Dans un contexte régional marqué par une forte instabilité politique et une remise en question des régimes présidentiels, le Togo se positionne en précurseur en ouvrant une réflexion novatrice sur son système de gouvernance afin de répondre aux enjeux contemporains et aux aspirations de sa population. Il rejoint ainsi la famille des nations ayant adopté le parlementarisme à l’instar de nombreux membres du Commonwealth auquel le pays avait adhéré dès 2022. 

En se dotant d’une nouvelle Constitution et d’institutions fortes garantissant un équilibre accru des pouvoirs, le pays réaffirme sa position de puissance stabilisatrice et d’acteur clé pour le développement et l’intégration de la sous-région ouest-africaine.

Cette nouvelle Constitution instaure une gouvernance du pays fondée sur une collaboration efficace et équilibrée entre les composantes du pouvoir.  Elle donne plus de poids aux assemblées parlementaires (Assemblée nationale et Sénat), qui constitueront la principale source de légitimité de l’exécutif.

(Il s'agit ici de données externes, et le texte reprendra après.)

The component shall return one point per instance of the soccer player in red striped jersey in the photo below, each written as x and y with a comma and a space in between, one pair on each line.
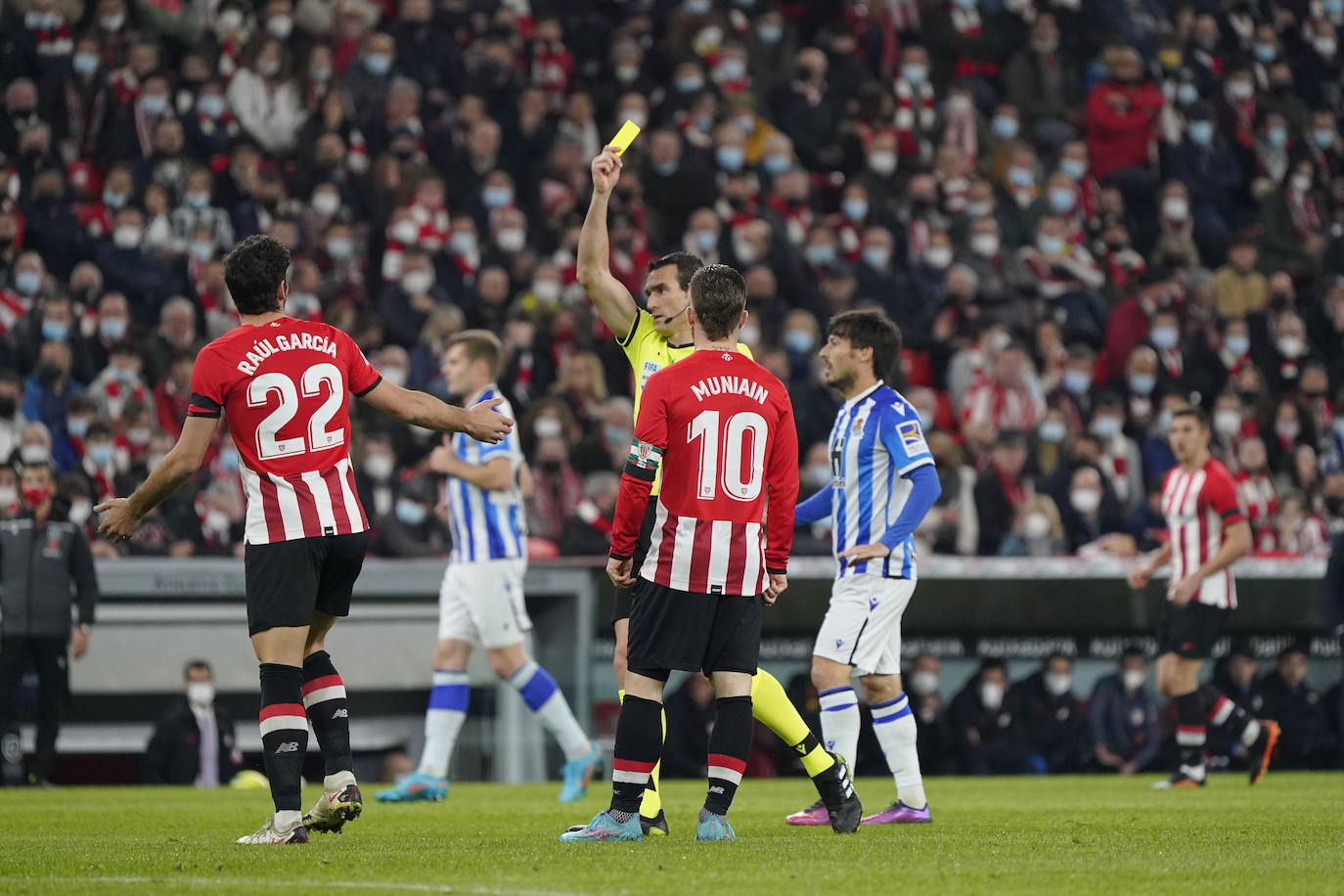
1207, 532
284, 385
721, 428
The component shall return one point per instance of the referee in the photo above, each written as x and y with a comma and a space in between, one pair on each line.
46, 568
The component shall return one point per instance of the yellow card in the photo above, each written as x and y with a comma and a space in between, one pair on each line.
625, 136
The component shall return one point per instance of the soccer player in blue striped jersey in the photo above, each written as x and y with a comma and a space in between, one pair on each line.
481, 600
882, 484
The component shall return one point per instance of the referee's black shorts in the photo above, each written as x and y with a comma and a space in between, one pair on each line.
291, 580
1192, 630
690, 630
621, 607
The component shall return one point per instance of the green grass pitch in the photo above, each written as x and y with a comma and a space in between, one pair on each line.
989, 835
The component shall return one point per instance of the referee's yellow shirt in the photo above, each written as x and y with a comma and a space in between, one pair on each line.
650, 352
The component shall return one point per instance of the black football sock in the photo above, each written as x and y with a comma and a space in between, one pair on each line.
730, 741
284, 733
324, 698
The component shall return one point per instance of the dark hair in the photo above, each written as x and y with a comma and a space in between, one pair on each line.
254, 272
719, 295
686, 266
1192, 410
870, 330
480, 345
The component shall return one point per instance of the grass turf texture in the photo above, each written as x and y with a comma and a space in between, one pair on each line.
1024, 834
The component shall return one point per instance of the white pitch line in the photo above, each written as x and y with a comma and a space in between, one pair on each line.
269, 882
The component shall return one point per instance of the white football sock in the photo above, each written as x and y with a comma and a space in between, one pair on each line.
894, 724
840, 722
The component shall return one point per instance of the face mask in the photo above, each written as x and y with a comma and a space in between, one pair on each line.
819, 254
1006, 126
1289, 345
498, 197
985, 245
126, 237
938, 256
1075, 168
798, 341
1053, 431
1050, 245
100, 454
1037, 527
326, 203
463, 242
27, 283
417, 283
378, 64
876, 256
338, 247
1021, 177
1062, 201
1085, 500
201, 694
280, 27
378, 467
1106, 426
1175, 207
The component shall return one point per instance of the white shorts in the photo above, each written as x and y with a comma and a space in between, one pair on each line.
862, 628
482, 604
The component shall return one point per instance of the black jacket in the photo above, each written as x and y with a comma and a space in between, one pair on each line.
43, 569
173, 751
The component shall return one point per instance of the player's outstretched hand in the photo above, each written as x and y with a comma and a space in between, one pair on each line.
484, 425
862, 553
620, 572
1139, 576
606, 169
119, 524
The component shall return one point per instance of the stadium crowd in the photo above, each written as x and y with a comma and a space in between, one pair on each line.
1080, 218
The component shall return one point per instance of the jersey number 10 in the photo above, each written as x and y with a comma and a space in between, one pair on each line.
319, 439
733, 438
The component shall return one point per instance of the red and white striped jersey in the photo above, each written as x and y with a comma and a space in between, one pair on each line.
1199, 507
284, 388
721, 426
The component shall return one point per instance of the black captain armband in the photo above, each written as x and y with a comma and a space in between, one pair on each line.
644, 461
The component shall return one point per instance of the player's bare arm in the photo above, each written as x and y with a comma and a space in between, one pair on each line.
1236, 543
179, 465
480, 421
495, 474
613, 302
1142, 574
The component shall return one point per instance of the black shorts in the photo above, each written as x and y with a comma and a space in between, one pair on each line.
1191, 632
291, 580
687, 630
621, 606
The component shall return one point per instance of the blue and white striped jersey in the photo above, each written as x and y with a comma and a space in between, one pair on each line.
487, 525
875, 442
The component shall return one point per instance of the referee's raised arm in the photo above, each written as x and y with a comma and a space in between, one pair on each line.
613, 301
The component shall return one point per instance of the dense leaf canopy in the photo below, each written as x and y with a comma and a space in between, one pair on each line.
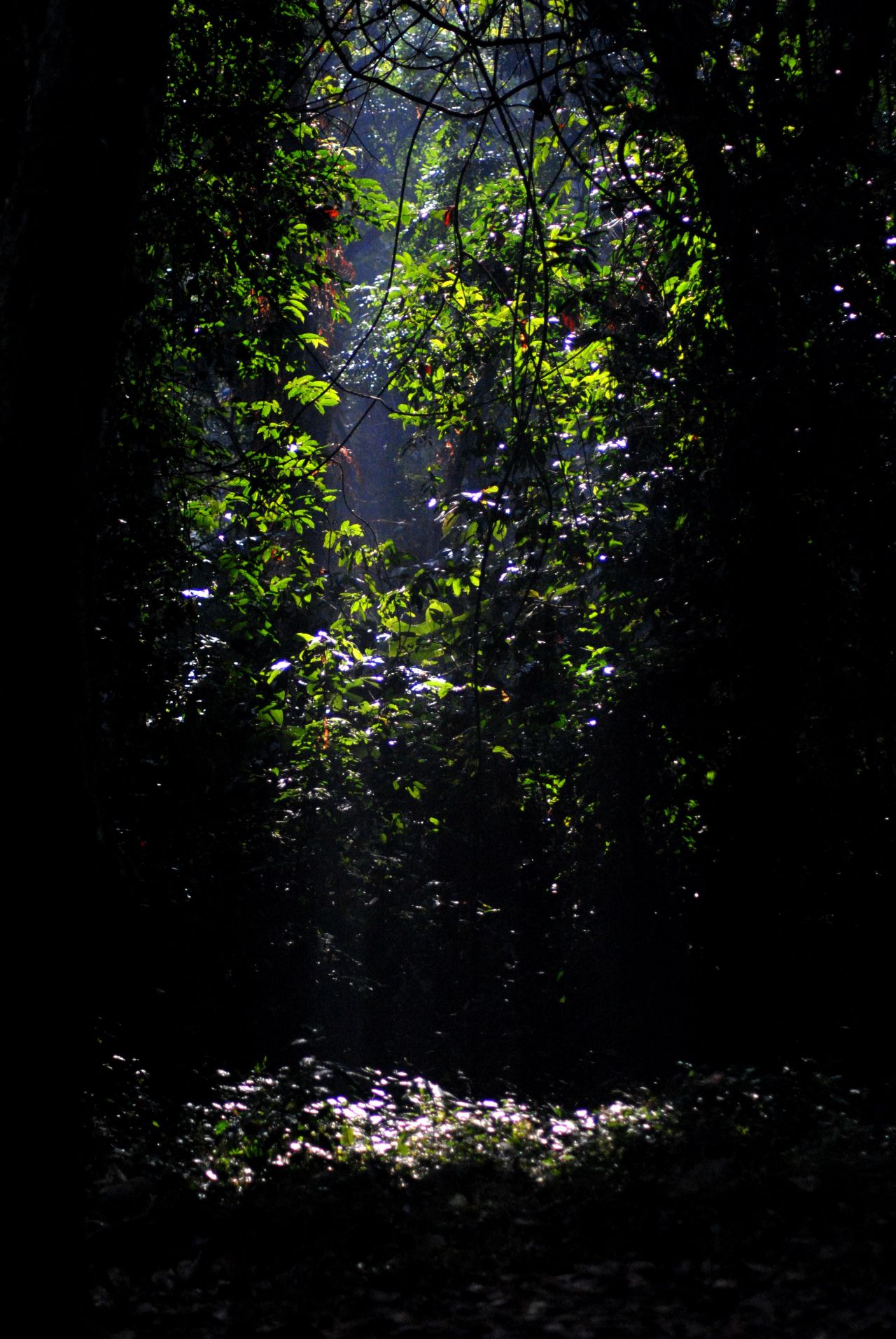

Le Parlement réuni en Congrès désignera en effet le Président de la République, garant de la continuité de l’Etat, tandis que le Président du Conseil des ministres, qui conduira les affaires du pays, sera quant à lui issu de la majorité parlementaire et élu par les députés de l’Assemblée nationale.

La Constitution de la Cinquième République togolaise a été pensée comme un nouveau pacte social, qui renforce le rôle des citoyens dans la conduite de la vie publique, et lègue aux générations futures un système stable, plus représentatif et transparent.

Pays de 8,5 millions d’habitants, le Togo a connu de profonds changements économiques et sociétaux, et fait preuve d’un dynamisme et d’une résilience remarqués en Afrique de l’Ouest et au-delà. Le Togo connaît une croissance moyenne de 5% depuis plusieurs années, ainsi qu’un taux d’alphabétisation et un IDH en augmentation constante. Il est également classé par la Banque mondiale comme le premier réformateur africain en matière de défense des droits des femmes. 

Le passage à une Cinquième République et l’application du parlementarisme enracinent la démocratie et répondent à la demande populaire d’une plus grande horizontalité dans la conduite des affaires de l’Etat. Le pays se dote d’un modèle adapté à ses réalités propres, éloigné de schémas issus de l’histoire post-coloniale.